Красовский с досадой шлепнул ладонями по кипе лежавших перед ним бумаг.

— Да как же получать координаты, Илья Мироныч?

— А по радио, Феодосий Николаевич, по радио!

— Откуда?

— Да с сатэллитов же!

— А там они откуда возьмутся?!

— Как же «откуда»? Если два сатэллита движутся по орбите, координаты каждой точки нам известны, то простейшая засечка радиосигналов на поверхности Земли позволяет вычислить координаты этого пункта!

— То есть у меня какой-то специальный радиоприемник должен быть?

— Конечно! И радиопередатчик! И быстрый вычислитель!

Игумнов поднялся, шагнул к доске и стал, тряся бородой, размашисто черкать мелом.

— Вот поверхность Земли! Вот траектория сатэллита! Один отсчет! Другой! Разве трудно рассчитать координаты?

— Вот так! — Красовский развел руками и посмотрел на Шегаева — мол, что ты с ним будешь делать! — Сатэллиты! Передатчики! Ну и фантазер вы, Илья Мироныч. Честное слово! Жюль Верну такое и не снилось.

— Ну, знаете, мало ли что Жюль Верну не снилось. Спал, должно быть, маловато.

Игумнов положил мел и, оборачиваясь, весело подмигнул Шегаеву. Глаза у него были серые и смотрели из-за очечных стекол с таким насмешливым прищуром, как если бы он всегда знал заранее, кто что собирается в эту минуту сказать.

— Дело за малым! — безнадежно махнул рукой Красовский. — Тут простых башмаков не найти, а вам, Илья Мироныч, вон чего подавай — сатэллит! Портянками не разжиться — а ему передатчик!..

Игумнов и впредь не раз заговаривал о будущем геодезии, которое, судя по всему, видел как на ладони. Впрочем, это касалось не только геодезии: всякое будущее Илья Миронович мог описать подробно и отчетливо — в отличие от настоящего, с которым имел куда более непростые отношения.

Так сложилось, что на следующий день Шегаев оказался на Моховой — и они снова встретились, точнее даже — столкнулись.

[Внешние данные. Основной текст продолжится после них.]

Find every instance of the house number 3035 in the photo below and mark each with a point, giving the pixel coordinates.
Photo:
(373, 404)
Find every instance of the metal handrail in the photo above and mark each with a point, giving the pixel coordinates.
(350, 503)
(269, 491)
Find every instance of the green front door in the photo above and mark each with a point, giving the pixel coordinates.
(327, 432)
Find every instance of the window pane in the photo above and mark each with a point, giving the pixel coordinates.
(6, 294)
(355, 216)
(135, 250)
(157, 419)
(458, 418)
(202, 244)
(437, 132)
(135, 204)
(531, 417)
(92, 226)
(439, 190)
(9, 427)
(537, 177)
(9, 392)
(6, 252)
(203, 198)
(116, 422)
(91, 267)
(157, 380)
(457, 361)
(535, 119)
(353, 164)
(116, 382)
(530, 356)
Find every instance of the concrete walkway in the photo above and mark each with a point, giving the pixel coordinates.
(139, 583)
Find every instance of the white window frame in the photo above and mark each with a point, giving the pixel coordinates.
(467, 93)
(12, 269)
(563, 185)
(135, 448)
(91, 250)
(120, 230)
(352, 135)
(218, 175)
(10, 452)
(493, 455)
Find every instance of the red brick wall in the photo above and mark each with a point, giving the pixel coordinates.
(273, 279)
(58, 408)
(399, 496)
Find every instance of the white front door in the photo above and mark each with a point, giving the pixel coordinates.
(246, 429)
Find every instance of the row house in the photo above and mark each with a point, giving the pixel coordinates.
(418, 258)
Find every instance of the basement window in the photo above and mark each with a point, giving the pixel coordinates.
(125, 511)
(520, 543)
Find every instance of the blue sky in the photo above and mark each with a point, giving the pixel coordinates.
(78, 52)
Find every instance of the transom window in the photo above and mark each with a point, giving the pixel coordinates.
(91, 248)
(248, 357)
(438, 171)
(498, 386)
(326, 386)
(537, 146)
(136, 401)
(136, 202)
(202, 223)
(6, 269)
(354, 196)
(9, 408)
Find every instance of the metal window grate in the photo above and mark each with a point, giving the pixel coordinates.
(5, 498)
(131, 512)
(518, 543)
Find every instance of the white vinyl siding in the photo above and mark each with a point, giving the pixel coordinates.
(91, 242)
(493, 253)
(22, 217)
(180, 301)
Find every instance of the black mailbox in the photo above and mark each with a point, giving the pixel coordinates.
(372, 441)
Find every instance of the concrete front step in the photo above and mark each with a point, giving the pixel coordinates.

— Игорь Иванович! — воскликнул Игумнов. — Что же вы опаздываете?!

Досаду он изобразил настолько натурально, что Шегаев опешил и едва не расплескал свои щи.

— Шучу, шучу! — Игумнов смеялся, ставя на стол два стакана с простоквашей, один из которых был накрыт куском черного хлеба. — Уж простите меня, вечно какая-нибудь глупость с языка свернется!

Собственно, с этого незапланированного обеда в университетской столовой по-настоящему и началось их знакомство.

Прихлебывая простоквашу, Игумнов толковал о том, что Солнце несомненно полое — а иначе, при таких размерах, невозможно объяснить сравнительно небольшую его массу; и что бесконечность и вечность есть обиходные понятия человеческого ума, поскольку человек живет именно в бесконечной и вечной Вселенной. И, кстати, именно поэтому такой же обиходной для него должна быть идея бессмертия, а если обиходной, то, следовательно, мыслимо достижимой; увлекшись рассуждениями, заявил, что есть ли Бог, нет ли Бога, но именно решение связанных с бесконечностью вопросов, установление живой связи между человеком, как существом преходящим, и бесконечностью, вечной в своем существовании, и является религиозной деятельностью, кто бы там что на этот счет ни толковал. Когда же Шегаев, дохлебав щи, обнаружил, к великому своему изумлению и гневу, на дне тарелки грязную копейку, неведомо как там оказавшуюся вместе со всеми своими бациллами, Игумнов грустно заметил, что, должно быть, таким образом Нарпит пытается скомпенсировать клиенту отвратительное качество своей стряпни…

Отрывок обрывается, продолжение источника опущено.